FESTIVAL DU LIVRE DE SÈTE

16e AUTOMN’HALLES

DU 24 AU 28 SEPTEMBRE 2025

CONCOURS DE NOUVELLES 2025

La septième édition de ce prix se déroulera du 15 octobre au 31 décembre 2025. Elle distinguera les meilleures nouvelles inédites par des auteurs français ou étrangers, écrites en français, à caractère littéraire, au style libre et au thème imposé :

MON ÎLE MYSTÉRIEUSE


Ce thème s’inscrit comme chaque année dans la thématique du Festival : la mer en partage.

Le thème 2025 célèbre les 150 ans de la parution de L’Île mystérieuse de Jules Verne, dont l’arrière-petit-fils, Jean Verne, préside le Concours 2025.


DÉCOUVREZ LE RÈGLEMENT DU CONCOURS 2025 ET LE FORMULAIRE D’INSCRIPTION

RÈGLEMENT DU CONCOURS INSCRIPTIONS

LES RENDEZ-VOUS DES AUTOMN’HALLES


Écrivain invité : Didier Amouroux

Samedi 8 novembre à 11h

Bar Le Plateau à Sète


Sous le titre Nous les Guilhems de Montpellier, nos 3 châteaux et la Vierge noire on découvre un roman historique à l’aube de l’an 1000. Au cœur du Moyen Âge, une dynastie visionnaire, celle des neuf Guilhems et de Marie de Montpellier fonde et fortifie la cité en deux siècles de luttes et d’aventures.
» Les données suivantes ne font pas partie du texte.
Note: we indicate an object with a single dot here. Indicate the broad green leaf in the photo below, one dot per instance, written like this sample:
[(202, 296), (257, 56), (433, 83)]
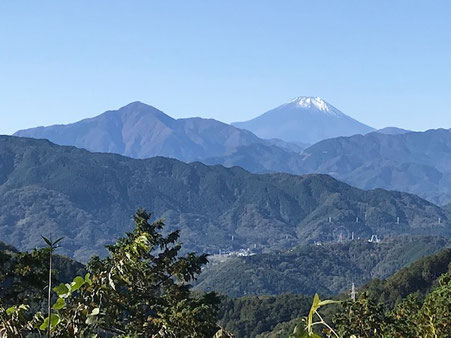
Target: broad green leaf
[(49, 243), (62, 290), (91, 320), (55, 319), (23, 307), (45, 324), (88, 279), (77, 283), (299, 332), (57, 241), (60, 303), (325, 302), (11, 310)]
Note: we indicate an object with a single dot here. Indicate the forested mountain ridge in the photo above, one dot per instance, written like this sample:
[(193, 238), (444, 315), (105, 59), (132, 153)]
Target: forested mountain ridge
[(304, 120), (140, 131), (89, 198), (327, 269), (415, 162)]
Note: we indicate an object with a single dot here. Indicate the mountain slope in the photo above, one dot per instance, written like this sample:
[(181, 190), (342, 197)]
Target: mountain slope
[(89, 198), (304, 120), (416, 162), (327, 269), (142, 131)]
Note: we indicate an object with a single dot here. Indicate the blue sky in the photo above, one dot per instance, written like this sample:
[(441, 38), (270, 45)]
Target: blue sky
[(382, 62)]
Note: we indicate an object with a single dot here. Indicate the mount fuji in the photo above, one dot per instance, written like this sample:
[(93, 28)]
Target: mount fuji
[(304, 120)]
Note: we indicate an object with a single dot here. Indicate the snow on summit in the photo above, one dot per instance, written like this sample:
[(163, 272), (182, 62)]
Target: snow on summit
[(315, 103), (304, 120)]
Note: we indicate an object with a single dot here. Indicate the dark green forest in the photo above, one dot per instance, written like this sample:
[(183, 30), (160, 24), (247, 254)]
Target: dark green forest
[(327, 269), (89, 198), (143, 287)]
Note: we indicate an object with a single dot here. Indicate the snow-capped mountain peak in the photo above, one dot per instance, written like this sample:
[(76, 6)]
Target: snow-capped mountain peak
[(305, 120), (315, 103)]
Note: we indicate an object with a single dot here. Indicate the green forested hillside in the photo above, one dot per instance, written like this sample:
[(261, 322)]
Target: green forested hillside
[(403, 294), (89, 198), (415, 162), (327, 269)]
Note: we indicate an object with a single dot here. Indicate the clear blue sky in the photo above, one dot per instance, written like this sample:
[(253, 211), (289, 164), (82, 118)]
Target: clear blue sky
[(382, 62)]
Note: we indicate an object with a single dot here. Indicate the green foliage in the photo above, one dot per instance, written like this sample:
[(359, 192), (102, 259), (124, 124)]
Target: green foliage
[(307, 328), (434, 317), (88, 198), (419, 278), (327, 269), (141, 289), (251, 315), (363, 318)]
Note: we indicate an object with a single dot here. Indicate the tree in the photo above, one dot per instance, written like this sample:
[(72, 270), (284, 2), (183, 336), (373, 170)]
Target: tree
[(141, 289)]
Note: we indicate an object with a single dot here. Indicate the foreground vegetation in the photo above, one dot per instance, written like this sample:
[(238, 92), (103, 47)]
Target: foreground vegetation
[(143, 289), (327, 269)]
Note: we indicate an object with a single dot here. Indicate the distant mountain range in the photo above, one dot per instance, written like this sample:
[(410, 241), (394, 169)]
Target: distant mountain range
[(389, 158), (304, 120), (89, 198), (416, 162), (328, 269), (142, 131)]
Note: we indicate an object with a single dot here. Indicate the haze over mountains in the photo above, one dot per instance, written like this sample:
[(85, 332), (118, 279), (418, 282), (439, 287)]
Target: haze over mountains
[(304, 120), (89, 199), (416, 162), (390, 158)]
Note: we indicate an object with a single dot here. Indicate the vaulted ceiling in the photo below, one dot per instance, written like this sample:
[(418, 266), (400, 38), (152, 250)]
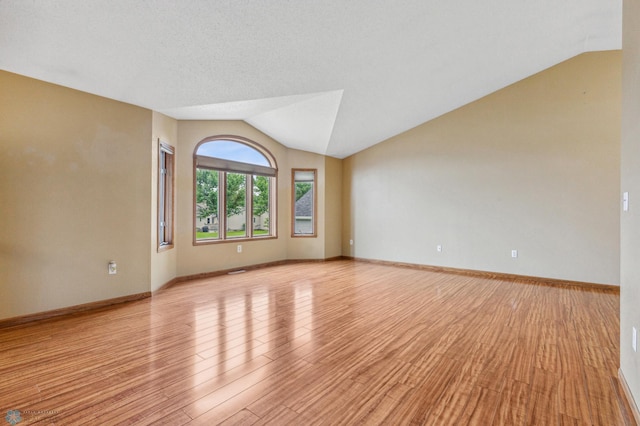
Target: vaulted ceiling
[(332, 76)]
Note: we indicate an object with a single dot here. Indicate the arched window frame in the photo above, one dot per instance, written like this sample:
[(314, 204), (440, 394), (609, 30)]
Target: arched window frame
[(223, 167)]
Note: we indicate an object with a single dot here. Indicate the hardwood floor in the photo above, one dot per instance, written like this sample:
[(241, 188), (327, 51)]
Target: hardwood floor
[(340, 342)]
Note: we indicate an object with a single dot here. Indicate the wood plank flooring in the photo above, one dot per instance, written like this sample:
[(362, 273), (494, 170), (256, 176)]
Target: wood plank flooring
[(341, 342)]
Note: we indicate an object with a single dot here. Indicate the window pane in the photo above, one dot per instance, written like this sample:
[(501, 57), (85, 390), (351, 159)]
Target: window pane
[(304, 200), (236, 197), (207, 202), (165, 195), (260, 205), (231, 150)]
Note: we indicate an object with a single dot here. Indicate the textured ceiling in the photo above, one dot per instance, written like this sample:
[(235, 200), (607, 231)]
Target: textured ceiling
[(331, 76)]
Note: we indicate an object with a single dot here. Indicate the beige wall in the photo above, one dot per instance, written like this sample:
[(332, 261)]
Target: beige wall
[(630, 221), (164, 263), (533, 167), (75, 174)]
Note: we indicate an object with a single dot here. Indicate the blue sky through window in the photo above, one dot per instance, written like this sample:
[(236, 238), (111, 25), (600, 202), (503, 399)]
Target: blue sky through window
[(231, 150)]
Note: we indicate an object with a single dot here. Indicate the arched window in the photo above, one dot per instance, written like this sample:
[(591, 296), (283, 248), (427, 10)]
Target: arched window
[(234, 190)]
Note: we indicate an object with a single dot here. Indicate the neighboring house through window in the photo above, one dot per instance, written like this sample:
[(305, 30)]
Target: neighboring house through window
[(235, 183), (165, 195)]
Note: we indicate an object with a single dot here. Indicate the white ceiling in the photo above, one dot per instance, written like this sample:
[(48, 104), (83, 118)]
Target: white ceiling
[(327, 76)]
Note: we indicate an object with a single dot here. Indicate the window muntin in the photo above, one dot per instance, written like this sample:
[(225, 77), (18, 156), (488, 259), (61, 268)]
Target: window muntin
[(165, 195), (225, 167), (304, 201)]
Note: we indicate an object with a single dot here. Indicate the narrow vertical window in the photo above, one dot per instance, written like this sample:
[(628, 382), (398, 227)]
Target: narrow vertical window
[(235, 181), (261, 210), (304, 202), (165, 195)]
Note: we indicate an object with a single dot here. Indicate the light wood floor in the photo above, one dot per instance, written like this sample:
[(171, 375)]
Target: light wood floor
[(340, 342)]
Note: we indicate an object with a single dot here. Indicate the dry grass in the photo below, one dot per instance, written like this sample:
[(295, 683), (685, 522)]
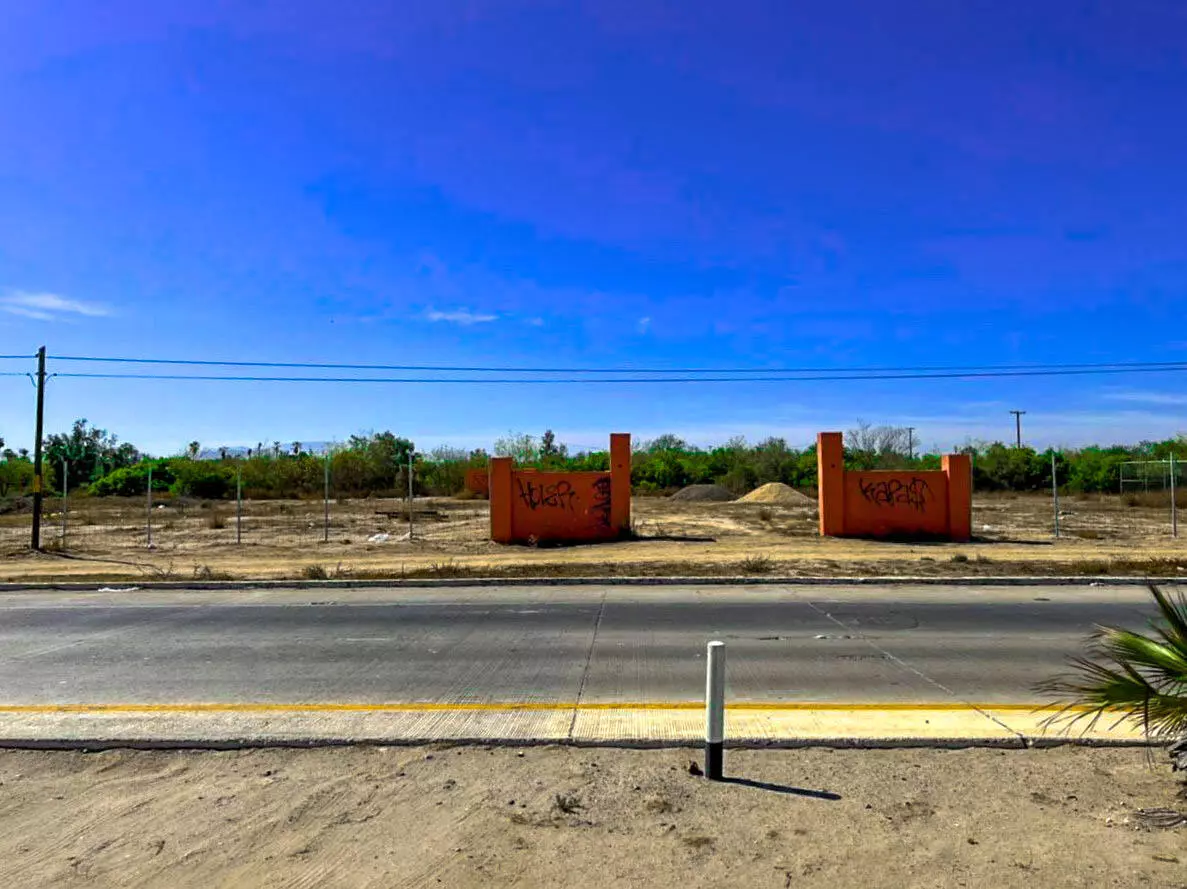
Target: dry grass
[(283, 539)]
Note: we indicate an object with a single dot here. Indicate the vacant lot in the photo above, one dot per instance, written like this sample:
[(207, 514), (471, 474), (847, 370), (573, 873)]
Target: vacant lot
[(107, 540), (552, 817)]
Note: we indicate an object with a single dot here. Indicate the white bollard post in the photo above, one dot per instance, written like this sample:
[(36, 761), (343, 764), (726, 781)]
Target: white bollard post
[(715, 710)]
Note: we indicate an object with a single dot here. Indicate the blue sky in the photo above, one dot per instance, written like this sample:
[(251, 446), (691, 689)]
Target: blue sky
[(610, 184)]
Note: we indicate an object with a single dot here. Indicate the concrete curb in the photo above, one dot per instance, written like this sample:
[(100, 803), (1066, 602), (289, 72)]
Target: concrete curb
[(495, 582), (840, 743)]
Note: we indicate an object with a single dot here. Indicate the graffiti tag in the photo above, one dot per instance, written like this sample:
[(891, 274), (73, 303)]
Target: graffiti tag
[(559, 495), (894, 491), (601, 508)]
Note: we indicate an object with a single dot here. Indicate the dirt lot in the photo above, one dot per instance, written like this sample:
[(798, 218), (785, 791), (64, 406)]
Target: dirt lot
[(107, 540), (556, 817)]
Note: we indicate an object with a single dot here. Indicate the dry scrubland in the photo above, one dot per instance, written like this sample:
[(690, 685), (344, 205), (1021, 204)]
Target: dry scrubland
[(571, 817), (283, 539)]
Les lecteurs découvriront le brassage des artisans locaux, canabassiers, drapiers, merciers, tonneliers, orfèvres, changeurs, mégissiers sur le Merdanson, apothicaires, épiciers, fripiers, laboureurs, marchands de tous pays, médecins, pèlerins, hommes d’Église… Sortent de terre les châteaux des seigneurs et leurs églises , déambulent les processions de la Vierge qui figure toujours sur le blason de la ville.
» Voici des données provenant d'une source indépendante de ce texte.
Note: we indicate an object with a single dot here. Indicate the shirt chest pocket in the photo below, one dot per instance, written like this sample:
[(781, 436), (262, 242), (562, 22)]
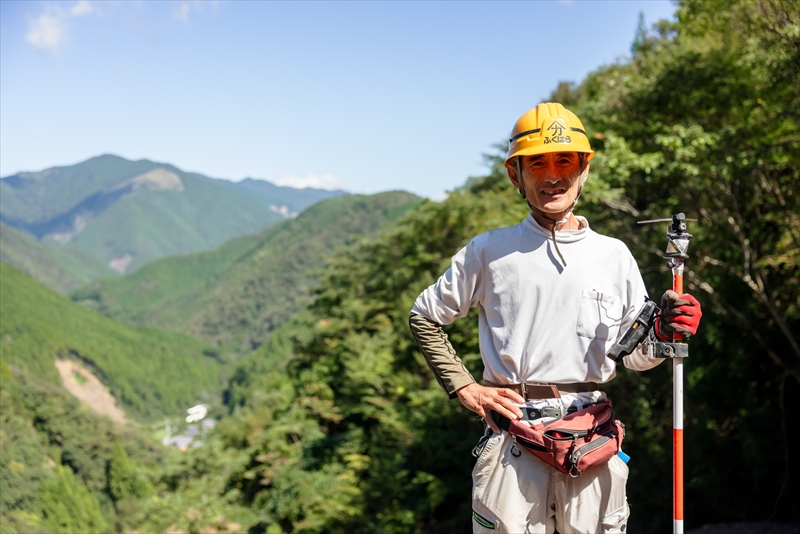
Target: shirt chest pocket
[(600, 315)]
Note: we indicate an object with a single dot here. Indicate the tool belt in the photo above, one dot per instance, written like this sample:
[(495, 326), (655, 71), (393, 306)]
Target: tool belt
[(531, 391), (575, 443)]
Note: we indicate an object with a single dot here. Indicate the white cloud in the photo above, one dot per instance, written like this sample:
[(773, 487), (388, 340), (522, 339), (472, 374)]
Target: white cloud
[(317, 181), (47, 33), (84, 7), (187, 6)]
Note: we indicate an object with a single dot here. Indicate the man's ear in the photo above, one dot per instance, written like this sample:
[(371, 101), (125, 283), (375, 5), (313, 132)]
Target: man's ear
[(585, 175), (511, 167)]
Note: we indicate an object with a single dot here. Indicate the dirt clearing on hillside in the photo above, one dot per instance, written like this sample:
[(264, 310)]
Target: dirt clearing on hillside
[(83, 384)]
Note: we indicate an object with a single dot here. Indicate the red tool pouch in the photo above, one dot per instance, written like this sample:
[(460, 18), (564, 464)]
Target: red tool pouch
[(576, 442)]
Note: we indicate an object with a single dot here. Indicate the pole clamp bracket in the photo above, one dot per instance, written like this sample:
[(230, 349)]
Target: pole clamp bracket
[(671, 350)]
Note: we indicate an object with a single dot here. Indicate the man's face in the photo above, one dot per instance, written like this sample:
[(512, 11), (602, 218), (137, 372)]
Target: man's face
[(551, 181)]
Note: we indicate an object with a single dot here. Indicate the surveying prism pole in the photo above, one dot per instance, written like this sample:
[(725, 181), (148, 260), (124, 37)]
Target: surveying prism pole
[(677, 244)]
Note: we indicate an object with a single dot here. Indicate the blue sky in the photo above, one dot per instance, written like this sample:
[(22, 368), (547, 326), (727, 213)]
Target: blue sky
[(366, 96)]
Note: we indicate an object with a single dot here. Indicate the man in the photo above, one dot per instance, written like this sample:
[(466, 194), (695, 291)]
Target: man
[(554, 297)]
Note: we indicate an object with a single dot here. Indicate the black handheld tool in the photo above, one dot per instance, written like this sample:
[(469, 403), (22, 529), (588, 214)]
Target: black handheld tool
[(637, 332)]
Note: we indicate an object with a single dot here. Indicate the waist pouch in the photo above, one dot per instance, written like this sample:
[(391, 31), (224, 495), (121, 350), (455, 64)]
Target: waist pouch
[(574, 443)]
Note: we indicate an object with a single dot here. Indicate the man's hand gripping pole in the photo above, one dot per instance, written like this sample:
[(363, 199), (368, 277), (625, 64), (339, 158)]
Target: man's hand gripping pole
[(677, 244)]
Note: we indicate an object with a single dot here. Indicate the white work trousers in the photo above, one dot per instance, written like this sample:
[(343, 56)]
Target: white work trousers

Né lui-même à Montpellier, Didier Amouroux se lance en littérature en 2003 avec l'écriture de l’Histoire des Caisses d'épargne en Languedoc Roussillon édité par Privat. En 2024, il publie Au Pic Saint Loup, avec ou malgré vous ? chez 5 Sens Éditions.


Exposé historique et photos 

Entrée libre, vente (21€) et dédicace sur place

Nous les Guilhems de Montpellier (éditions Complicités - 2025)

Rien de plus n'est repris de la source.